Pullman skimps on the practicalities too much, catching up with himself pages after I had begun asking about the detail. How can Lyra talk to so many people, buy the food and replacement clothes she needs, negotiate the hotel rooms, in a political atmosphere that gets increasingly more hostile to a young blonde woman travelling literally on her own? To be daemonless, or humanless, in this world is to carry a visible and emotional curse, drawing attention and causing Lyra, and Pan, big problems. We have no idea how many languages she speaks. Presumably Pan speaks the same number, since they are one person, but they both seems to have erratic swings of ease and difficulty in communicating with the people they need to speak to, or to understand when eavesdropping. How much different currency does Lyra have, or does Farder Coram’s present of gold cover all her practical needs? How long does it even last for? How does she manage to travel on trains for weeks among people she can’t or doesn’t want to chat to without a book to read?
But Pullman does a good job, though it doesn’t need a lot of imaginative skill, in creating a worryingly unstable Europe that is threatened by mysterious terrorists bent on destroying the rose growing industry in Turkey and points further east: rose oil being an essential component for many aspects of this alternative world.

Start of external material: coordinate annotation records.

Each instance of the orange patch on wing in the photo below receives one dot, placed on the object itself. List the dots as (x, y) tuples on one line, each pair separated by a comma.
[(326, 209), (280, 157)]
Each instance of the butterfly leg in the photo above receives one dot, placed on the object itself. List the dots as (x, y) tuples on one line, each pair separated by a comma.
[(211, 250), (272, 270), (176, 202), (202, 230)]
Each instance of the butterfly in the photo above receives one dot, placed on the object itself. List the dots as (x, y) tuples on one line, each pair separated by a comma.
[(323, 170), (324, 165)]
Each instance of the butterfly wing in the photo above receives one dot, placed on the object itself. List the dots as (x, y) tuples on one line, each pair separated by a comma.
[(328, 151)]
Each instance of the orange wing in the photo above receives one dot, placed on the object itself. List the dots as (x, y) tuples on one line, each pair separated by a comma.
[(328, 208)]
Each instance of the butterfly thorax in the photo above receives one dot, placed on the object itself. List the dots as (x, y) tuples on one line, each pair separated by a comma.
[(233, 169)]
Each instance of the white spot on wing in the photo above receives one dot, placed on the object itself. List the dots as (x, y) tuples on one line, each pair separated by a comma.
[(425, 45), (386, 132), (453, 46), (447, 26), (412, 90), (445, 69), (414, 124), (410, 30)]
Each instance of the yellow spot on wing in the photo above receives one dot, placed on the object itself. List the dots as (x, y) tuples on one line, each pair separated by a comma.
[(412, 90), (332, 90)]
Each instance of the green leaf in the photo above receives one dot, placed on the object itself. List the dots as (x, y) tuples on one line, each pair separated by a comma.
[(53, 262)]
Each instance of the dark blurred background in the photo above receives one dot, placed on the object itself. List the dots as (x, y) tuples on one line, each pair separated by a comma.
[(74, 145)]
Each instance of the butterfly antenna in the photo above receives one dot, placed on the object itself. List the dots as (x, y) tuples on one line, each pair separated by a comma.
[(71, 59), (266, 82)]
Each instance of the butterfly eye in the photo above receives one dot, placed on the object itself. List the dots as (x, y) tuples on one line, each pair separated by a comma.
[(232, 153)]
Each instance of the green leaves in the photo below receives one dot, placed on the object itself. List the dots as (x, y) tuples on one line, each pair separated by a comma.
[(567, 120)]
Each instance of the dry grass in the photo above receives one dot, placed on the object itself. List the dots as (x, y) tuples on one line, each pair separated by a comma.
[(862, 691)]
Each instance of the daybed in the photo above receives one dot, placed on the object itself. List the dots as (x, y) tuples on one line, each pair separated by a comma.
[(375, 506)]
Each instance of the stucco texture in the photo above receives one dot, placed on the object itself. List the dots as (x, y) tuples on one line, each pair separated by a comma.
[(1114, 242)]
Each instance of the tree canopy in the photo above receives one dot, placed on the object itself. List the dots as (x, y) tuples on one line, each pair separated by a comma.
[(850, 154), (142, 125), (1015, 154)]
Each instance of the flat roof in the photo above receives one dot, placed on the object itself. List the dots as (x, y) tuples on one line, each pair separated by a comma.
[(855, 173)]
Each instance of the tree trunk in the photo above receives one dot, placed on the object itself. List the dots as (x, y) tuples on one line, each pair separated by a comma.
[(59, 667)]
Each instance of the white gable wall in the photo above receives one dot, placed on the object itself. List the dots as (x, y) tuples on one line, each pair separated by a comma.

There are so many refugees and people sleeping on the streets; he is drawing modern Europe from the life. It’s also a grimly familiar misogynistic world – there is an episode of attempted gang rape in a train carriage that may be triggering for some.
I reread La Belle Sauvage before starting The Secret Commonwealth, which was necessary to remind of myself of where this story began. La Belle Sauvage is a better novel, being the right length for its coherent purpose. The Secret Commonwealth is simply too long for the story and the reader’s endurance. I am quailing at having to reread it when the concluding novel in the trilogy comes out.
5 thoughts on “Philip Pullman, The Secret Commonwealth”
There was a time when I loved long books, but I think it’s something I left behind in my teens. There are too many things I want to read now for me to have the patience with something like this. I would have loved the prospect of a doorstop book to keep me busy when I was 14, I might still like it if I only read a handful of books a year, but as it is – no.
If the imaginative bits hadn’t been so good I would have given up. But it was a get-on-with-it-what-happens endurance race.
Yes. It turned out to be rather too like life, incessant and not necessarily understandable. Although, like an old friend one will keep following him.